We conducted a retrospective cohort study using the American College of Surgeons National Surgical Quality Improvement Program database to determine the frequency and timing of onset of 30-d postoperative complications after APR and identify differences between open and laparoscopic APR.
A total of 7681 patients undergoing laparoscopic or open APR between 2011 and 2015 were identified. The total complication rate for APR was high (45.4%). APRs were commonly complicated by blood transfusion (20.1%), surgical site infection (19.3%), and readmission (12.3%). Laparoscopic APR was associated with a 14% lower total complication rate compared to open APR (36.0% versus 50.1%, P < 0.001). This was primarily driven by a decreased rate of transfusion (10.7% versus 24.9%, P < 0.001) and surgical site infection (15.5% versus 21.2%, P < 0.001). Laparoscopic APR had shorter length of stay and decreased reoperation rate but similar rates of readmission and death. Cardiopulmonary complications occurred earlier in the postoperative period after APR, whereas infectious complications occurred later.
Short-term complications following APR are common and occur more frequently in patients who undergo open APR. This, along with factors such as risk of positive pathologic margins, surgeon skill set, and patient characteristics, should contribute to the decision-making process when planning rectal cancer surgery.
腹会阴联合切除术(APR)主要用于直肠癌治疗,且并发症发生率较高。尽管大多数APR手术是开放式手术,但腹腔镜APR手术已越来越普遍。开放式和腹腔镜APR手术在短期并发症方面的差异尚不明确。
我们使用美国外科医师学会国家外科质量改进计划数据库进行了一项回顾性队列研究,以确定APR术后30天内并发症发生的频率和时间,并识别开放式和腹腔镜APR手术之间的差异。

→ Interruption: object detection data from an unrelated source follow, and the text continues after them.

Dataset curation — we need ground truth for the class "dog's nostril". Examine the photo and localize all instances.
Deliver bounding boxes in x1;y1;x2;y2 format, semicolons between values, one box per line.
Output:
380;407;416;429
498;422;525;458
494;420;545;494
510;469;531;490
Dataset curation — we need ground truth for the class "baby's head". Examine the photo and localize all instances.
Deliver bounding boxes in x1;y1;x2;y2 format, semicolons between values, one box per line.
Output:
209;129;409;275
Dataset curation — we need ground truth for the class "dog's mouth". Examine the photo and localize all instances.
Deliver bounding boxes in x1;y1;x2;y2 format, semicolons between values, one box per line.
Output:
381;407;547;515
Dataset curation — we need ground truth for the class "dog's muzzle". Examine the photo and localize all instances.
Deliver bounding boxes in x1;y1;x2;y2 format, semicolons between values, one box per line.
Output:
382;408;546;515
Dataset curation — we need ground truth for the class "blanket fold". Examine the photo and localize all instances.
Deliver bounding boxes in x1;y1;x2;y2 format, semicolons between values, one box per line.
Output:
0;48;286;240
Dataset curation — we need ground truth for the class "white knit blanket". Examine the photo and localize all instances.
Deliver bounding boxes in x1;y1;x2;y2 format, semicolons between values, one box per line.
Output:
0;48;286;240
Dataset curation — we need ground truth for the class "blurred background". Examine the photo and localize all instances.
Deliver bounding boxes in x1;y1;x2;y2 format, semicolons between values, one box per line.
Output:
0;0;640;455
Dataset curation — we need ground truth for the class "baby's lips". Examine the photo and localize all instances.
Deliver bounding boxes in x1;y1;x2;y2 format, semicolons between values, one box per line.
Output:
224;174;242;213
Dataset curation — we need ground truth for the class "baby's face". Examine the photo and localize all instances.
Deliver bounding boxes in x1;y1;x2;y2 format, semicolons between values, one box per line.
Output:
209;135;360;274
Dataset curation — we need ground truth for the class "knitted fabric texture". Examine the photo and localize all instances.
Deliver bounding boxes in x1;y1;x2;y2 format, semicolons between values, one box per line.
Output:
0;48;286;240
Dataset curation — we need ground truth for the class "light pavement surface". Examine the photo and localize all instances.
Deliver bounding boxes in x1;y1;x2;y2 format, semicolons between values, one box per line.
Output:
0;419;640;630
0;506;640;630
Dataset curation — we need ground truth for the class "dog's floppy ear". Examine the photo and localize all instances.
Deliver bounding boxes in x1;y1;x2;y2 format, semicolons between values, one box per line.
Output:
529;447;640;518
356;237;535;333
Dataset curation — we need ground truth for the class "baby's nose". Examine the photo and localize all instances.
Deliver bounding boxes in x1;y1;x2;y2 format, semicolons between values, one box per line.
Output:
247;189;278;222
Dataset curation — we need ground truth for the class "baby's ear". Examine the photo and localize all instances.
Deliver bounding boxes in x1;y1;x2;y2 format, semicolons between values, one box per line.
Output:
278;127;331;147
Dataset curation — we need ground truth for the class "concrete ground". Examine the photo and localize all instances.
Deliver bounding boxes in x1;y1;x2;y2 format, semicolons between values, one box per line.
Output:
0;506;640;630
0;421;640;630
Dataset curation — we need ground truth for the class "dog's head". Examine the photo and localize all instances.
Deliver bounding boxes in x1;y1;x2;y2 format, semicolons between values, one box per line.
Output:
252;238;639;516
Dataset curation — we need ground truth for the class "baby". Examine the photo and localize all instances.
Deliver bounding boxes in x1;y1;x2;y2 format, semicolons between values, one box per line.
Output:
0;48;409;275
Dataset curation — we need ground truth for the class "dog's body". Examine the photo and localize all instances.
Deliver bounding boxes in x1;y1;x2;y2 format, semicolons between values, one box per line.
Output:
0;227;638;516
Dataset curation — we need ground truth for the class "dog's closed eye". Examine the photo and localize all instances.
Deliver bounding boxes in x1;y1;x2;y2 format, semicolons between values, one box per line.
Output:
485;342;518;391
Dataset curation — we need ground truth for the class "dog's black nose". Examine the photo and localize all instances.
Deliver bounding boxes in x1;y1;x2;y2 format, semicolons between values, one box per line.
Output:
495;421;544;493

共确定了2011年至2015年间接受腹腔镜或开放式APR手术的7681例患者。APR手术的总并发症发生率较高(45.4%)。APR手术常见的并发症包括输血(20.1%)、手术部位感染(19.3%)和再次入院(12.3%)。与开放式APR手术相比,腹腔镜APR手术的总并发症发生率低14%(36.0%对50.1%,P<0.001)。这主要是由于输血率(10.7%对24.9%,P<0.001)和手术部位感染率(15.5%对21.2%,P<0.001)降低。腹腔镜APR手术的住院时间较短,再次手术率降低,但再次入院率和死亡率相似。APR术后心肺并发症在术后早期发生,而感染性并发症在后期发生。
APR术后短期并发症很常见,在接受开放式APR手术的患者中更频繁发生。这一点,连同病理切缘阳性风险、外科医生技术水平和患者特征等因素,应在规划直肠癌手术时有助于决策过程。